Ratanui, a 500-year Northern Rata in the Tarapuruhi bush sanctuary north of Whanganui where Anne Noble grew up, provided the starting point for this photographic installation. Noble first photographed the tree in 1978 and, in the summer of 2021 while on the artist residency at Tylee Cottage Whanganui, she revisited the sanctuary to create new work from her earlier research. Noble entered the forest at night wearing a hunter’s camera and buried a length of film – a medium sensitive to the chemistry of earth and the passing of time – in the ground near Ratanui – a bid to map traces of visible and invisible worlds.
The project evolved from her interest in how a colony of bees operates as one interconnected body. “Forests are similar and yet we see them comprised of single entities – like a population of human beings,” she says. “I am fascinated by the invisible networks of exchange within the forest.” Here, as with her bee works, science, language and art come together.
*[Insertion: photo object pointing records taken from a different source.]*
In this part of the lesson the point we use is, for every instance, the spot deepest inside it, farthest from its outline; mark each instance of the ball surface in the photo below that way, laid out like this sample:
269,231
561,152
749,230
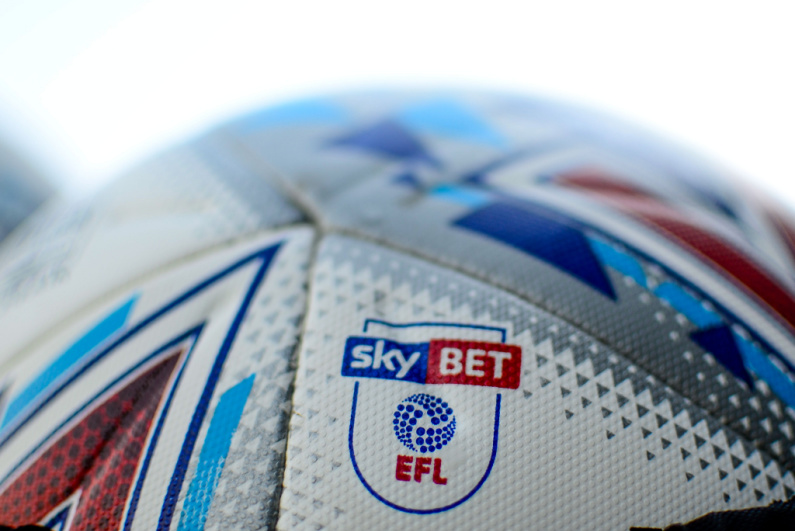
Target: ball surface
398,311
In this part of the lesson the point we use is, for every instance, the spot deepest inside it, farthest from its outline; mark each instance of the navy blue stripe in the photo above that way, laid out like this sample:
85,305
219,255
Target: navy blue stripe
175,485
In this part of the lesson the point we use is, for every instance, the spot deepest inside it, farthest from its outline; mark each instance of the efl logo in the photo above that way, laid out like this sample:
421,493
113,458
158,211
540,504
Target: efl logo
439,361
427,452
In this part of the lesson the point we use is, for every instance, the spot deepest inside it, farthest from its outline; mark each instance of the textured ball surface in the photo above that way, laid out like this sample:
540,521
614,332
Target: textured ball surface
404,311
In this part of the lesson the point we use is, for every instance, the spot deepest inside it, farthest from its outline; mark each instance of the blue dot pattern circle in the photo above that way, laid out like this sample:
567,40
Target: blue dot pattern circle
424,423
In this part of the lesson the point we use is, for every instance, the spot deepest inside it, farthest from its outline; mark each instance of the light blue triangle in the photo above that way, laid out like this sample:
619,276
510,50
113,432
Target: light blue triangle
300,112
452,119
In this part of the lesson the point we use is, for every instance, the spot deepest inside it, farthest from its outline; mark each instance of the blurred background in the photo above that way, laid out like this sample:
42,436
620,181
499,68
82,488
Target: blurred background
87,87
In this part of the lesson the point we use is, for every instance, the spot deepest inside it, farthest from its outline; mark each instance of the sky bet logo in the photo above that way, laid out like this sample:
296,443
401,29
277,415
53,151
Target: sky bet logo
427,450
439,361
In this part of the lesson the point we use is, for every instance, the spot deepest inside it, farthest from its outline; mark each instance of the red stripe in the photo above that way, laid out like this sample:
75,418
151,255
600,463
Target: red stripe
98,455
735,265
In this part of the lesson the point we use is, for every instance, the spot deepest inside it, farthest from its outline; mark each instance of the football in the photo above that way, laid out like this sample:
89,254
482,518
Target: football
401,310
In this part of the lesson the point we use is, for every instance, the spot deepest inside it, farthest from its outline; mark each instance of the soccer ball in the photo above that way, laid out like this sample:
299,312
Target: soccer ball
401,310
22,190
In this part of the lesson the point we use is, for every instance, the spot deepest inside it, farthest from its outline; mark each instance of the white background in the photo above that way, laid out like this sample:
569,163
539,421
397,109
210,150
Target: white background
89,86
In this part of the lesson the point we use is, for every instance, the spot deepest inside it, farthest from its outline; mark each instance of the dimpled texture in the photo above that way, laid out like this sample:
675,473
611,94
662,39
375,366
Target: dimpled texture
187,329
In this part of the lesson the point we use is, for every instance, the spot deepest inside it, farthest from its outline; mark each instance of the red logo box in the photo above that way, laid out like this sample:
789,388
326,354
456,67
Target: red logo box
453,361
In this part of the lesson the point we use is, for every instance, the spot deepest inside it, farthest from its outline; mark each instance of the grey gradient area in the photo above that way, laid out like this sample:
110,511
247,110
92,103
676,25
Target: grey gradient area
365,194
208,182
22,190
249,489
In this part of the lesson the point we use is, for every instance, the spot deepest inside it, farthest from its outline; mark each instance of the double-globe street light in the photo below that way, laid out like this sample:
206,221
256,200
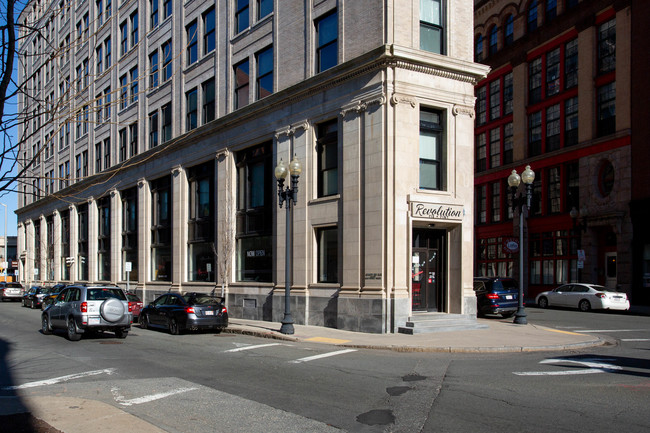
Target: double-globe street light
288,194
518,202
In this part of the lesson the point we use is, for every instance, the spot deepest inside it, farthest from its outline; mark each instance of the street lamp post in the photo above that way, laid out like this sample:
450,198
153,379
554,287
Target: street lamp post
518,202
288,194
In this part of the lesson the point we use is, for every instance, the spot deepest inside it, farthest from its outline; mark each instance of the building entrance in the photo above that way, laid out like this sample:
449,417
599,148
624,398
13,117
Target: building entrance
427,280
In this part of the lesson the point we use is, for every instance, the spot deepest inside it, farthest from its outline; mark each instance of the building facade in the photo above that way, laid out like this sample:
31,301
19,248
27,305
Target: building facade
156,126
559,98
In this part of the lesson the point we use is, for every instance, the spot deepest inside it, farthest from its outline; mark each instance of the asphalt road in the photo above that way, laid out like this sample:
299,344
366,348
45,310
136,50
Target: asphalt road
236,383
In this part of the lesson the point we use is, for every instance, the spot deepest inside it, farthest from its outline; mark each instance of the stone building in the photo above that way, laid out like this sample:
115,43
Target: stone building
559,98
158,124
The work reflects recent science suggesting that trees communicate through their roots and across fungi networks.
“An understanding of language as an inherent attribute of all living and non-living things, in turn, suggests that language is an interconnecting force linking organisms, matter and phenomena within complex environments and systems. Perhaps then trees can be heard, and their language might be visualized as a strange inscribing of processes occurring over time that resound within and for a specific material community – like a forest.”